Disarming teen coming-of-age pic from Brazil about a platonic guy & gal twosome whose friendship is disrupted by the cute new boy in their class. The twist is that the guy’s been blind since birth and the girl, who’s long had an unspoken crush on him, finds she’s attracted to this new boy with his mop of black curls. Or is she jealous that her BFF seems to favor his new friend. Sounds awfully cute, but writer/director Daniel Ribeiro handles all the high school trials, tribulations & misdirected crushes with a light touch. And never tips into blind-boy bathos to show how tough & lonely things can get when you try to reach out to someone who literally might not be there, or in being a sightless rebellious teenage smart-ass to overprotective, hovering parents. Heartwarming stuff, winning without being sappy; no small achievement. Yet, there’s a built-in problem here. Built-into the DVD, that is! It’s Ribeiro’s own two-reel ‘sampler’ version of the same story (made in 2010 with the same three principals) which is, in almost every way, the stronger piece.
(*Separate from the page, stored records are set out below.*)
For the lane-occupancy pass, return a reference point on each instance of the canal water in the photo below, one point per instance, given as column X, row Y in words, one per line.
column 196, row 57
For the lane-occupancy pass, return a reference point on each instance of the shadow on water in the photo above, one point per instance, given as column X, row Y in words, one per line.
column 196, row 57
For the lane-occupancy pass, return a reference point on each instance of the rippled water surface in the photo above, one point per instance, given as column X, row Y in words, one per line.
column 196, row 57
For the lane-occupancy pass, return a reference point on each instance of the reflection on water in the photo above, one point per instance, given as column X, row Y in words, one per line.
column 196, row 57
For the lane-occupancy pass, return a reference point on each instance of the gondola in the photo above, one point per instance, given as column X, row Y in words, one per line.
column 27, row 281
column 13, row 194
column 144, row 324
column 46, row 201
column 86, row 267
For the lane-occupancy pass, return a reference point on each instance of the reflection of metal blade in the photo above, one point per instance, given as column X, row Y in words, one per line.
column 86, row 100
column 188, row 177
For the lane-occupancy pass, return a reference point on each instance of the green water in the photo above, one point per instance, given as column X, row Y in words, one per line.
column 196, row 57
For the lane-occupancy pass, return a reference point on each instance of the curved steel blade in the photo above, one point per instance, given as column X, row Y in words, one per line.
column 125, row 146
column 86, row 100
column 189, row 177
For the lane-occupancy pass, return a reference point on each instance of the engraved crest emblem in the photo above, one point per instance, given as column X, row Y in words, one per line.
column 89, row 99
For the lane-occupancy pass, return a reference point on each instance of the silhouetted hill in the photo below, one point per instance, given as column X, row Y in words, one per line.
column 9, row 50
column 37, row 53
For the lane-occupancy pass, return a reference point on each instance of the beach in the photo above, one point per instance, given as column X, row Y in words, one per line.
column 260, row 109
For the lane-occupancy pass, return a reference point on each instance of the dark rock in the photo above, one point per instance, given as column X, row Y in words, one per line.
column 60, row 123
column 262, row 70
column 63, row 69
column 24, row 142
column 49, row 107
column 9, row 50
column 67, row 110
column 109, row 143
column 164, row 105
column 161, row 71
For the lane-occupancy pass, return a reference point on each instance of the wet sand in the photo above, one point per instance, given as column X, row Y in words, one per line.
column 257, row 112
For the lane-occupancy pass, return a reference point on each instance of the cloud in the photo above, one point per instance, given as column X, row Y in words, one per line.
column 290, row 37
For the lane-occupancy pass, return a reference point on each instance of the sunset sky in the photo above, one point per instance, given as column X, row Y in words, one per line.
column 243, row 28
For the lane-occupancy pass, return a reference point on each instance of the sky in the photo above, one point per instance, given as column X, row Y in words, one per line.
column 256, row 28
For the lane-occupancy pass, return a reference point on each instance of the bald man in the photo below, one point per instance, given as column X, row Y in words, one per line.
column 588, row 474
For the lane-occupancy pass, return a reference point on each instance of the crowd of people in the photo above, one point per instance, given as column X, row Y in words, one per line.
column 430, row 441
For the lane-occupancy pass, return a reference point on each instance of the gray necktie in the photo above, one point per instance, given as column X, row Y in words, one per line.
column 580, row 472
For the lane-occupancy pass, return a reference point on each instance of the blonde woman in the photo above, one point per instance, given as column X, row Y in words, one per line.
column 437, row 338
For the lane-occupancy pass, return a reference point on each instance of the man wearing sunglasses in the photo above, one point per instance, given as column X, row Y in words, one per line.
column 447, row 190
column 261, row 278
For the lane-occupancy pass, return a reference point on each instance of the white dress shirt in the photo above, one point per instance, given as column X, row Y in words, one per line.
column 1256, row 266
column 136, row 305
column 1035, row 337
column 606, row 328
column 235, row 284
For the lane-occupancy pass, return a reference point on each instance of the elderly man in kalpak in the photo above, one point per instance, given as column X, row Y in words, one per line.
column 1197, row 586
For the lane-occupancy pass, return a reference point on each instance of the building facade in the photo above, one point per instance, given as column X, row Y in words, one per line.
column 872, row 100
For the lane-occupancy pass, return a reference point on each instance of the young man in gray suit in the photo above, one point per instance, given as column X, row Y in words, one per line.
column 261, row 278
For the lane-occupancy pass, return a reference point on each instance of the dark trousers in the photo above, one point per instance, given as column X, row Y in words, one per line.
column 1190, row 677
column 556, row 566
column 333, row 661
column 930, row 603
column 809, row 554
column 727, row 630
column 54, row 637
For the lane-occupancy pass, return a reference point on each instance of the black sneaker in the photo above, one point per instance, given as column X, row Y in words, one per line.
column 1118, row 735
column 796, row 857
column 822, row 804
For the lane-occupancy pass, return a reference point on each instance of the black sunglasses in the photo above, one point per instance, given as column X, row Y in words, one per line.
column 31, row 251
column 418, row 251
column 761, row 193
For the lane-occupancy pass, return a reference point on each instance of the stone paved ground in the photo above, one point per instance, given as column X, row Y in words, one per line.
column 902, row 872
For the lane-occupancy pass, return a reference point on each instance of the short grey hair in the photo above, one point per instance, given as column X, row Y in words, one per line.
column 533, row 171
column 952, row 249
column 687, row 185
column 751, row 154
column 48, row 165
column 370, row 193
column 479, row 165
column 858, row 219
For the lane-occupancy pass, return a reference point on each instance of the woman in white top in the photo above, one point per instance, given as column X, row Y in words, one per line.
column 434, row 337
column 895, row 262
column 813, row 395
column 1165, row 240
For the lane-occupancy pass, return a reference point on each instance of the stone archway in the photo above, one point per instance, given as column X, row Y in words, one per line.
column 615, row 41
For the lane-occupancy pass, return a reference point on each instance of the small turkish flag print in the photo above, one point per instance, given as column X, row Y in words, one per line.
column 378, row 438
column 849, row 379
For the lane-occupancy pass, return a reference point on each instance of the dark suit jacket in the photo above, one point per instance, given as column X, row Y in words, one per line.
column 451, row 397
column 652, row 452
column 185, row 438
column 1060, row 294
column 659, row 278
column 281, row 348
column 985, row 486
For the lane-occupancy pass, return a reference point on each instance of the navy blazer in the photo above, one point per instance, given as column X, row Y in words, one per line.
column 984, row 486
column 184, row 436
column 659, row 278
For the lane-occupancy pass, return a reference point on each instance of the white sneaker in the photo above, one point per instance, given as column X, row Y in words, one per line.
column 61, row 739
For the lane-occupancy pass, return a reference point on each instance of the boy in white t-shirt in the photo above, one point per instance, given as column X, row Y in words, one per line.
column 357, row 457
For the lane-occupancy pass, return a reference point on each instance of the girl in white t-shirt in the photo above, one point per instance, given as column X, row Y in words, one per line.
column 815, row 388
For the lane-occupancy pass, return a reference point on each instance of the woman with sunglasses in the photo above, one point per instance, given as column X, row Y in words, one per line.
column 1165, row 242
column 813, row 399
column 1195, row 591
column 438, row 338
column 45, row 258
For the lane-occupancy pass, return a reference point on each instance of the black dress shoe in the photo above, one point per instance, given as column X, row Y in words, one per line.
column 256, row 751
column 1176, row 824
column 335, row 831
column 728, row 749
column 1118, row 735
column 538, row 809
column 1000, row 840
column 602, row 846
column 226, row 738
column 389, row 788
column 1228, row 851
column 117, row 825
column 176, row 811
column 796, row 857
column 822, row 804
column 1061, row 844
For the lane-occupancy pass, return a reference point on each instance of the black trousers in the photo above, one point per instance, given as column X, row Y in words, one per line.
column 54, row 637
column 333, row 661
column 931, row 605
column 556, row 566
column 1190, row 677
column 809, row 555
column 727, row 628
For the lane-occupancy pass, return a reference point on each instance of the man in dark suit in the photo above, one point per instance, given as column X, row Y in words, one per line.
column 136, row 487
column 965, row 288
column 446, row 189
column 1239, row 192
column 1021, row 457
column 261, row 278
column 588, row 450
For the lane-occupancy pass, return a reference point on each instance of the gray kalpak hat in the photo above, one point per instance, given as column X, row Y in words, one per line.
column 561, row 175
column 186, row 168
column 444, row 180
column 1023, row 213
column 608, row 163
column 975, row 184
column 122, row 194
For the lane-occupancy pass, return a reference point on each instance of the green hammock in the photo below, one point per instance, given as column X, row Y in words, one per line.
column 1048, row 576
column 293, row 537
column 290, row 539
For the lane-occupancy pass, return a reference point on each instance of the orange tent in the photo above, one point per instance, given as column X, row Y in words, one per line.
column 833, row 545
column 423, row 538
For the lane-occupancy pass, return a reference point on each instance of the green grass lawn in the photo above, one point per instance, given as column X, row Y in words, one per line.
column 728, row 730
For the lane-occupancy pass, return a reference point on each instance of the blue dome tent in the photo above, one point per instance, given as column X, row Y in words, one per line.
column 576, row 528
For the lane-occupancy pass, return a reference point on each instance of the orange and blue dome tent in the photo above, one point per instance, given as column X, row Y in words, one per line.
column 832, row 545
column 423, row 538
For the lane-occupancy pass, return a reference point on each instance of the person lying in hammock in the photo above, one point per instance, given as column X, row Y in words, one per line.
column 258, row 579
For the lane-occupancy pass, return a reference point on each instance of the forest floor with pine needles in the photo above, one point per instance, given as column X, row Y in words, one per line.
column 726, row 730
Shot in the old squarish Academy Ratio (though probably cropped down to show at 1.85:1), it’s a better visual fit for this story then the feature’s WideScreen frame. There’s a similar fade on the three teens, each four years less vulnerable. And the missing schoolyard bullying & parental misunderstandings puts useful blinders on the action, concentrating focus. Probably, the only notable loss from the full-length pic is a neatly played shaving scene between Father & blind son. It’s paradoxical, but at five times the length (96" vs 17") something’s been lost. (It's the two-reel short with the slightly different title: EU NÃO QUERO VOLTAR SOZINHO/I DON’T WANT TO GO BACK ALONE that earns our Recommended label.)

DOUBLE-BILL: André Téchiné’s WILD REEDS/’94 remains the modern touchstone for this kind of story.